All the inside jokes, long talks, and unwavering support—it was all a ploy. Sure you chose me as maid of honor over your sister, but that was part of the plan as well. Everyone at your wedding? They get my newsletter and eat it up, much like I recommend eating up the grandma slice at DeMarco’s.

I know you feel betrayed and I totally get that. I felt the same way when people wouldn’t subscribe to my newsletter in the past. I was so sad, that I developed the intricate plan to befriend someone for the sole purpose of getting them to click that link. Everything I’ve told you about my life has all been one giant fabrication. I’m wearing a wig and I hired actors to play my other friends and family. The real ones would have never fallen for this grand scheme. Do you now understand my pain?

Of course, I didn’t mention my newsletter until four years into the friendship. Bringing it up too soon would have ruined the plan by making me seem desperate. So I waited through birthdays, New Year’s Eves, and your grandmother’s passing. I bided my time, much like I have to do whenever I stand in line for pizza at Angelo’s. It’s this brick oven place that– You know what? You’ll hear enough about it in my newsletter.

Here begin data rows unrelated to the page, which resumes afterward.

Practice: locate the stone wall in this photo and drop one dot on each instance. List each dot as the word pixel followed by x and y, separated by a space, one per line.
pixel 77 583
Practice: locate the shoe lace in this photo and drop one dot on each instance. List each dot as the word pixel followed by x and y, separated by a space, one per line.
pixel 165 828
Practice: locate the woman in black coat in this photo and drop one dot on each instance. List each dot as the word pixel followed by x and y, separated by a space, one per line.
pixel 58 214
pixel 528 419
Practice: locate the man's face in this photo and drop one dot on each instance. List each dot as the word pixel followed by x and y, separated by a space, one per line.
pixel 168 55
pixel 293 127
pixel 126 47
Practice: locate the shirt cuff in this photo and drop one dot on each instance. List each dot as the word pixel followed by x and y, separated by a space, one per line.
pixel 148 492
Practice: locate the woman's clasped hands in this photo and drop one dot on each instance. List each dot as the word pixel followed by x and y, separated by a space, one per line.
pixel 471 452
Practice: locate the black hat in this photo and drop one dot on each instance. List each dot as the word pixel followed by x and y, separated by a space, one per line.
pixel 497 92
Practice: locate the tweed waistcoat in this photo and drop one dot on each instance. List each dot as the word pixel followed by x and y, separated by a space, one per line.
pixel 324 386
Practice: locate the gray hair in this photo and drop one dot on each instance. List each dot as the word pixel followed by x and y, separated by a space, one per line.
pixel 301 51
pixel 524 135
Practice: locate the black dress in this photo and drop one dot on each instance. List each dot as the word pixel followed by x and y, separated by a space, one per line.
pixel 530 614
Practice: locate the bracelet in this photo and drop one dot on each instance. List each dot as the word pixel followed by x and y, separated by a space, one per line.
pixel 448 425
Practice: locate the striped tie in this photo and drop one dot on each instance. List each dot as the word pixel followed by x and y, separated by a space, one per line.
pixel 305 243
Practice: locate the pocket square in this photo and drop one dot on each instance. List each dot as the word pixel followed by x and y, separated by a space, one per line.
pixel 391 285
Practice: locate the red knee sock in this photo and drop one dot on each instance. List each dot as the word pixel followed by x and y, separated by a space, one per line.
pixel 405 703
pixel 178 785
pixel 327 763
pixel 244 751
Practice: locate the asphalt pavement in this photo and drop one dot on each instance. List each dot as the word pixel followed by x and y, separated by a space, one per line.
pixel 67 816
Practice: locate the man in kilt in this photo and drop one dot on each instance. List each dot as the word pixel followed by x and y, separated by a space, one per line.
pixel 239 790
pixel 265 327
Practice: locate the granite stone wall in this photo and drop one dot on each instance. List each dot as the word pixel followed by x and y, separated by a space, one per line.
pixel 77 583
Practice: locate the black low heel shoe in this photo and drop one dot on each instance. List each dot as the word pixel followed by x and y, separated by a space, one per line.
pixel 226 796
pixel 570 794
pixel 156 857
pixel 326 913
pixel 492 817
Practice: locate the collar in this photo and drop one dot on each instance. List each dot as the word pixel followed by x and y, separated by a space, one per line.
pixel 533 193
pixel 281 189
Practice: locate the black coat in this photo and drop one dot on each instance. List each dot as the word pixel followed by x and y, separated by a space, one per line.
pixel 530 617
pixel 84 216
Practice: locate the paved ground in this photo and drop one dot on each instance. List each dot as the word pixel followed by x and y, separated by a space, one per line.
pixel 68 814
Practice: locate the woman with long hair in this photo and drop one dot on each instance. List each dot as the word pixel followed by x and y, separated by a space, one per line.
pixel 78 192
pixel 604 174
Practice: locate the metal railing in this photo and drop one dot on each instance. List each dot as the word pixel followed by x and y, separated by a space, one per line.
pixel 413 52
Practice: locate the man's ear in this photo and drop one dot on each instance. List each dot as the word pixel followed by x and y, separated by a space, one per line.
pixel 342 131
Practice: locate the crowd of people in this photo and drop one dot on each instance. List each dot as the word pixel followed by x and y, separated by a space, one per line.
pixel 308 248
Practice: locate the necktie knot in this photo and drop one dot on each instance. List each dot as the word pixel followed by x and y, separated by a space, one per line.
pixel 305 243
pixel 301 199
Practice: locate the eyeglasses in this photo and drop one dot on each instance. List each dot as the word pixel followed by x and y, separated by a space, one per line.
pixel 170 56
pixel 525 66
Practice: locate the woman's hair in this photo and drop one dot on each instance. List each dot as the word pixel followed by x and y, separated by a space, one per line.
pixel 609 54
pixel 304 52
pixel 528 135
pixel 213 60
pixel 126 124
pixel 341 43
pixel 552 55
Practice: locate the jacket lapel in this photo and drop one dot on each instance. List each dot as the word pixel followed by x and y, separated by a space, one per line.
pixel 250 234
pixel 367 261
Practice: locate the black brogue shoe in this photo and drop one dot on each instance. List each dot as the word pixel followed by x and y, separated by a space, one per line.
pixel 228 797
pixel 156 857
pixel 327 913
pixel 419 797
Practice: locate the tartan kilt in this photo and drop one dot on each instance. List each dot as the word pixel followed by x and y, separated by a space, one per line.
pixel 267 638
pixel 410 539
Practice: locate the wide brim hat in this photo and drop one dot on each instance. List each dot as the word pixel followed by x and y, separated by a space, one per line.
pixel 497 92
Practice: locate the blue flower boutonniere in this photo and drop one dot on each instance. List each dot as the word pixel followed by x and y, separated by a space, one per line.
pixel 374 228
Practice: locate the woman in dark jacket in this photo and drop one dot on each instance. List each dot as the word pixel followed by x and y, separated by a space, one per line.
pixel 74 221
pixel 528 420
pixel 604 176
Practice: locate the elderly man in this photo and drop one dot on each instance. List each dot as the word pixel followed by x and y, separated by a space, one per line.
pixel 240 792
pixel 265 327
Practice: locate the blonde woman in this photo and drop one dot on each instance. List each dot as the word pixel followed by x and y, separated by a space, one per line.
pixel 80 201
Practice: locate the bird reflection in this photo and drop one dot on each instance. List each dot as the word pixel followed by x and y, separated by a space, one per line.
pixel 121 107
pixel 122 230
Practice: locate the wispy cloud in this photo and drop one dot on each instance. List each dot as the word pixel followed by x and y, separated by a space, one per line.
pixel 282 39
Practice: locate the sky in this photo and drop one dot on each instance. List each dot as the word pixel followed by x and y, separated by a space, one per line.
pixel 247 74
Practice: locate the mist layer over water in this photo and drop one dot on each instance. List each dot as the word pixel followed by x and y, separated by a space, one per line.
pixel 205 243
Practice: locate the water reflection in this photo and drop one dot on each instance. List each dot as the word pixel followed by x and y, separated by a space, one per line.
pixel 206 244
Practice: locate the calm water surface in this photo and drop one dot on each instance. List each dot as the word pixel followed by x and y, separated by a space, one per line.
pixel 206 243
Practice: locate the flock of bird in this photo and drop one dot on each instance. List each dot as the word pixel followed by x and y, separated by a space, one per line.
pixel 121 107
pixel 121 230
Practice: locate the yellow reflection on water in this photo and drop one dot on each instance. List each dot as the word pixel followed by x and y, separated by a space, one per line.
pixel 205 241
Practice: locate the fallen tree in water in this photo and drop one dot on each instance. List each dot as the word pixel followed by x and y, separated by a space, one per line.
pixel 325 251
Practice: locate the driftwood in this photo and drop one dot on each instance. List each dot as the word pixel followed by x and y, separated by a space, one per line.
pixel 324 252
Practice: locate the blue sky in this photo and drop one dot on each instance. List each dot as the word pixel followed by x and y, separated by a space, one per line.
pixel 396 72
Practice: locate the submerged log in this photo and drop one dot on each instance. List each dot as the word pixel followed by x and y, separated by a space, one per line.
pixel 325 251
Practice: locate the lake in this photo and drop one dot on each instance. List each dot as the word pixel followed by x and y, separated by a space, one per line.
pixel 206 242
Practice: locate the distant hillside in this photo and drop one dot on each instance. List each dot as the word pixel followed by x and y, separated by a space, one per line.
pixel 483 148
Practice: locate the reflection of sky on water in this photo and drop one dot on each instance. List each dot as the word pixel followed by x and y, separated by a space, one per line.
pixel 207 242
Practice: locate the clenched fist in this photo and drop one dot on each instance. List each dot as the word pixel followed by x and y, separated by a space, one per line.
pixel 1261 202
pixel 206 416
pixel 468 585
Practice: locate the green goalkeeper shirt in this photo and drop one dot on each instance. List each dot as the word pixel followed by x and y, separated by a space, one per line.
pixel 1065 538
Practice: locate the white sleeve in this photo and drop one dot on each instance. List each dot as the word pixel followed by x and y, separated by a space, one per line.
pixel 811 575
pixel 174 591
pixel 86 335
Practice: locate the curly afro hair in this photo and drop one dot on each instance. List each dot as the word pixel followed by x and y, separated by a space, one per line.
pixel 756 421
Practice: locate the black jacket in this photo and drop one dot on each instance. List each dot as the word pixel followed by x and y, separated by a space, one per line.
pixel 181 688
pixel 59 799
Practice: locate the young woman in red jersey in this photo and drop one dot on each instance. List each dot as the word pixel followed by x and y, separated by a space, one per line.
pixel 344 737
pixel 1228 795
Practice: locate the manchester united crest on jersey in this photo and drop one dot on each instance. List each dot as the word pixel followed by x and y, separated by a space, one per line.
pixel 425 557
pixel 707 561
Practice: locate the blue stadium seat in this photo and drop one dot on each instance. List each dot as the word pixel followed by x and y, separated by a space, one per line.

I bet you’re now planning to unsubscribe from my newsletter. Clever, indeed, but I ask you how you plan on going about that. I have made it so annoyingly, soul-crushingly hard to do. You have to email me directly with an essay, solve a riddle, and fix the crushing divide pineapple on pizza has caused in society as a whole.

Trust me, you’ll be getting my input on deep-dish ‘til the day that you die. And of course you could change email addresses, but how do you know your next best friend won’t just be me after some plastic surgery, pining for your new Gmail?

It wasn’t fun pretending to be your friend, but it was rewarding. Now I must go and find a new subscriber. I’m going to pretend to be a student at Barnard this time. The pizza in New York is AMAZING.